Atelier d’écriture: Une photo quelques mots
Principe: Une photo qui sert de base pour un texte. Ni genre, ni ton imposés. Seul le plaisir d’écrire. Encore et toujours.
Site: Bricabook
Depuis son tout jeune âge, Sylvius aimait dessiner des formes sur le sable. À l’adolescence, son style s’était déjà considérablement enrichi et il érigeait alors sur la plage, face à la villa familiale, des sculptures de sable étonnantes, complexes, magnifiques. Ces formes éphémères, mi-homme, mi-dieu, n’existaient que quelques heures, le temps que la mer, n’étire les bras pour encaisser son offrande.
Sylvius suivait toujours un même rituel, amassant d’abord un énorme monticule de sable humide, devant lequel il s’accroupissait, les mains au sol, en silence, pour méditer, pendant de longues minutes. Par moment, il se levait brusquement, l’esprit tourmenté et marchait d’un pas vif autour de la butte, sans la quitter des yeux, comme un prédateur cernant sa proie et cherchant l’angle d’attaque. Il se rassoyait ensuite sur ses talons, nerveux, concentré, clignant des yeux frénétiquement sous l’effet de son cerveau en ébullition. Il attendait.
Il attendait encore et encore, que se concrétise l’instant magique, que jaillisse l’étincelle dans son esprit qui projetterait sa pensée dans la matière, faisant naître une nouveau personnage inerte, figé et dissimulé sous la dune. Dès l’instant d’illumination, il se mettait fiévreusement à l’ouvrage, avec l’intensité et l’impatience de l’artiste, creusant violemment à pleine main ou découpant finement du bout du doigt, prenant peu à peu possession de sa proie, retirant l’excédent, libérant le personnage enfoui, concrétisant cette image ayant pris naissance dans son esprit et s’étant transposée à la matière. Il se tenait ensuite debout face à sa création en silence, sale et fatigué, mesurant l’oeuvre qu’il venait d’expulser, puis, satisfait, revenait à la maison sans un regard derrière. Il se sentait libre. Libéré.
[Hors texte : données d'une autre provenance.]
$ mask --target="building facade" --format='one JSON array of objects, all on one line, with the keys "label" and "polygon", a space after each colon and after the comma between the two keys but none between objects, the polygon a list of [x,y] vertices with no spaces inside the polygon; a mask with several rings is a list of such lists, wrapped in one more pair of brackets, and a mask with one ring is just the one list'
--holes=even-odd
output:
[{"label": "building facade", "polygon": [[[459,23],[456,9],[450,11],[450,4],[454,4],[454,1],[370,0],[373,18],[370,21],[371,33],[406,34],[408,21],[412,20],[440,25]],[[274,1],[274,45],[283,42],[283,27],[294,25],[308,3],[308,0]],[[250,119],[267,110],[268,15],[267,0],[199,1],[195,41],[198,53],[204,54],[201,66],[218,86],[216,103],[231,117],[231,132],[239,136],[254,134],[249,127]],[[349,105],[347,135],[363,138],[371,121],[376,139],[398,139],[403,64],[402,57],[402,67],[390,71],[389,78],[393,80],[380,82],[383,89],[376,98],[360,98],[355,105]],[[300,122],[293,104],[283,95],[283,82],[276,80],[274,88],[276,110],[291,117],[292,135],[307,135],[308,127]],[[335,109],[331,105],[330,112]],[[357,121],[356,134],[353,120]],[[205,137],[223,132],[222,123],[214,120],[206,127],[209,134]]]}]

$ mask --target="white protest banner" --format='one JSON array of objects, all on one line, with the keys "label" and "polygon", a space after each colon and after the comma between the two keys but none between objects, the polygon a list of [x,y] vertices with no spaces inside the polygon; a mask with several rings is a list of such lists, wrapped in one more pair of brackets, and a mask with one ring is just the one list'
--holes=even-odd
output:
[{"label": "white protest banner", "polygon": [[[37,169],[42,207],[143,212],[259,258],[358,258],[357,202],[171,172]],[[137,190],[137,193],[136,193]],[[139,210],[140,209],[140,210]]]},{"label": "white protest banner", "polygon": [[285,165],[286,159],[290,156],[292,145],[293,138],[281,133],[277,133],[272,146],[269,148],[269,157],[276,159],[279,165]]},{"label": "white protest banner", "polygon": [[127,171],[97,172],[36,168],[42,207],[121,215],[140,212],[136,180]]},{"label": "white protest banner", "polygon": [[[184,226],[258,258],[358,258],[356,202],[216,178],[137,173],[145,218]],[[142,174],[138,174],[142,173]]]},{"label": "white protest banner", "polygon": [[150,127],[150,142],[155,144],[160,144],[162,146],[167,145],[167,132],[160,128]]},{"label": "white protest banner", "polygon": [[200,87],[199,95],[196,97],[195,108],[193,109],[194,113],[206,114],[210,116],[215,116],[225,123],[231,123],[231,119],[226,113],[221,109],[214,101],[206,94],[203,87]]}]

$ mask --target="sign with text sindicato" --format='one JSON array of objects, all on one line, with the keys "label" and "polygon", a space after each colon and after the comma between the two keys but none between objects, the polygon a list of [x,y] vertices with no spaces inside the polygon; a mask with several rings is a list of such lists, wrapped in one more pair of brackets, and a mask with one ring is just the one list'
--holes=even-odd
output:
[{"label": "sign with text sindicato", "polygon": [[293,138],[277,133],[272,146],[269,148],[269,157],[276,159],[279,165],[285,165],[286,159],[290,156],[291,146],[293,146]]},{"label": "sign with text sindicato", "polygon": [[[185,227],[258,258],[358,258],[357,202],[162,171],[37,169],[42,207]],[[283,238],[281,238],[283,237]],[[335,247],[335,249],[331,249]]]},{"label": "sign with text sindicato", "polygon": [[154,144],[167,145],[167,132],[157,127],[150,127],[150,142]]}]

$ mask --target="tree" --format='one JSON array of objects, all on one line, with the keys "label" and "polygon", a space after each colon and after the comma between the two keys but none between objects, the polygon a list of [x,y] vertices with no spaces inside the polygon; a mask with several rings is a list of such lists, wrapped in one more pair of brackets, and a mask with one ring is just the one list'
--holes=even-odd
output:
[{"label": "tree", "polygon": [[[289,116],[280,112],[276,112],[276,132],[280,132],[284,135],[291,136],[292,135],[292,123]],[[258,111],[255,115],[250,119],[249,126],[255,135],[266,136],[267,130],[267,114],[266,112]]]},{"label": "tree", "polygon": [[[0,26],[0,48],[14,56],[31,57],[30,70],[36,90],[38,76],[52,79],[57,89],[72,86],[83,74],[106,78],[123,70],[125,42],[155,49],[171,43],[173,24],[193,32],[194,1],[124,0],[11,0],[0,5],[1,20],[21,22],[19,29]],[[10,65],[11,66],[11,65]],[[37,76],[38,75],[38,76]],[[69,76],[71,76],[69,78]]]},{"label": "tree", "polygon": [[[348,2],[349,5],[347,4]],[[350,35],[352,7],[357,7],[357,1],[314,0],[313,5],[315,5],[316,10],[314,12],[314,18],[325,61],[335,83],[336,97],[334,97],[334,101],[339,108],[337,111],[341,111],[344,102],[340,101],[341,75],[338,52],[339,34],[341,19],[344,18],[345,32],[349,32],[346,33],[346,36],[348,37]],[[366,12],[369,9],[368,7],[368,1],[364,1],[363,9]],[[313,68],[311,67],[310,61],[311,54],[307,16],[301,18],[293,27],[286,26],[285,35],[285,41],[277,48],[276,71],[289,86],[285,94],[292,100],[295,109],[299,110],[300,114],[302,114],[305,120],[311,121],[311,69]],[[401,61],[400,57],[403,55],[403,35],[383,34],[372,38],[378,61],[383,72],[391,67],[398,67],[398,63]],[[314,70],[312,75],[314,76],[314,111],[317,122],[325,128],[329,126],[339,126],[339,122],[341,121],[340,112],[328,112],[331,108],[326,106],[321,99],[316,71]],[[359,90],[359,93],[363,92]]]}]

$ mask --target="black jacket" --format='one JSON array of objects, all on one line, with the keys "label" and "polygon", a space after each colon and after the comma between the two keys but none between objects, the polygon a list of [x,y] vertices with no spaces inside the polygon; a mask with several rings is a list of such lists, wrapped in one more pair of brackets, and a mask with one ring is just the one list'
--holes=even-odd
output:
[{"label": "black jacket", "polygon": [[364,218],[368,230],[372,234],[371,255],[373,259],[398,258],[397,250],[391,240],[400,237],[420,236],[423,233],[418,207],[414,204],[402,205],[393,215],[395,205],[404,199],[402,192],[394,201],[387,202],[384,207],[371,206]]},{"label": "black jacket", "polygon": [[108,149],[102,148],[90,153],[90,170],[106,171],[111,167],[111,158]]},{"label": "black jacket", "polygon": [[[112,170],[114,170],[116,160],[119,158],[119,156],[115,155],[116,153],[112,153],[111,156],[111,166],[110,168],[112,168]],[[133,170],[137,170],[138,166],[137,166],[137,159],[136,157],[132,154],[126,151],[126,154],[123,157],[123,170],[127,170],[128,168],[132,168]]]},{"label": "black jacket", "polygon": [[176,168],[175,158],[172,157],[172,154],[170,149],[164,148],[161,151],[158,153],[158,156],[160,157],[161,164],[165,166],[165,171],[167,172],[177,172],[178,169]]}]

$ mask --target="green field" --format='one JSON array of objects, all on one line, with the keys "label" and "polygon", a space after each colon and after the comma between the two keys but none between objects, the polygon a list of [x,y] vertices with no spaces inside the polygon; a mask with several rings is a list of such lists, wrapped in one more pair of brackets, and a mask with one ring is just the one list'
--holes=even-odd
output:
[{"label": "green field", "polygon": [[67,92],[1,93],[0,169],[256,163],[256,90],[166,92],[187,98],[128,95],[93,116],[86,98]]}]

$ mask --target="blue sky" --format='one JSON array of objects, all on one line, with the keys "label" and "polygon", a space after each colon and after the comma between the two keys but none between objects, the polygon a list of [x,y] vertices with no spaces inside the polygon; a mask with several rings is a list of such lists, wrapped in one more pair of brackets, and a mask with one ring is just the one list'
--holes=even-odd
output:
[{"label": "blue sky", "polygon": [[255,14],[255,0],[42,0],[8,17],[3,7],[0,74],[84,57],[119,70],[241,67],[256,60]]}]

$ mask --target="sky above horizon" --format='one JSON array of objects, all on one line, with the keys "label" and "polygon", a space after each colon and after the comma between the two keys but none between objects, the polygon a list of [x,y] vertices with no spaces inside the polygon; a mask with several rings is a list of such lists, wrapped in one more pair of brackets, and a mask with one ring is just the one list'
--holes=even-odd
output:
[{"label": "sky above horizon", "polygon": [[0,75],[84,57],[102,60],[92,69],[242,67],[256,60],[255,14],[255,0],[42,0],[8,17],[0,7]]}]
Sa renommée s’était fait grandissante avec les années. Souvent, une foule se massait sur la plage, à marée basse, espérant voir Sylvius créer une nouvelle sculpture de sable. Un jour, un long convoi de légionnaires arriva à la villa. L’empereur Marcellus, en personne, était venu voir ces œuvres créées par le jeune artiste qui faisait parler de lui jusqu’à Rome. Il n’y avait cependant rien à voir, puisque chacune d’entre elles avait depuis longtemps, été ravalée par la mer. L’empereur, un peu déçu, lui confia malgré tout la mission de créer un sculpture de sa personne, qui traverserait les siècles, qui témoignerait de sa grandeur et de sa puissance aux générations suivantes. Sylvius hésita, puisque son art, c’était essentiellement le sable, naturellement éphémère, mais on ne dit pas non à l’empereur au risque d’y laisser sa tête, alors, il se montra honoré. Inquiet, mais honoré.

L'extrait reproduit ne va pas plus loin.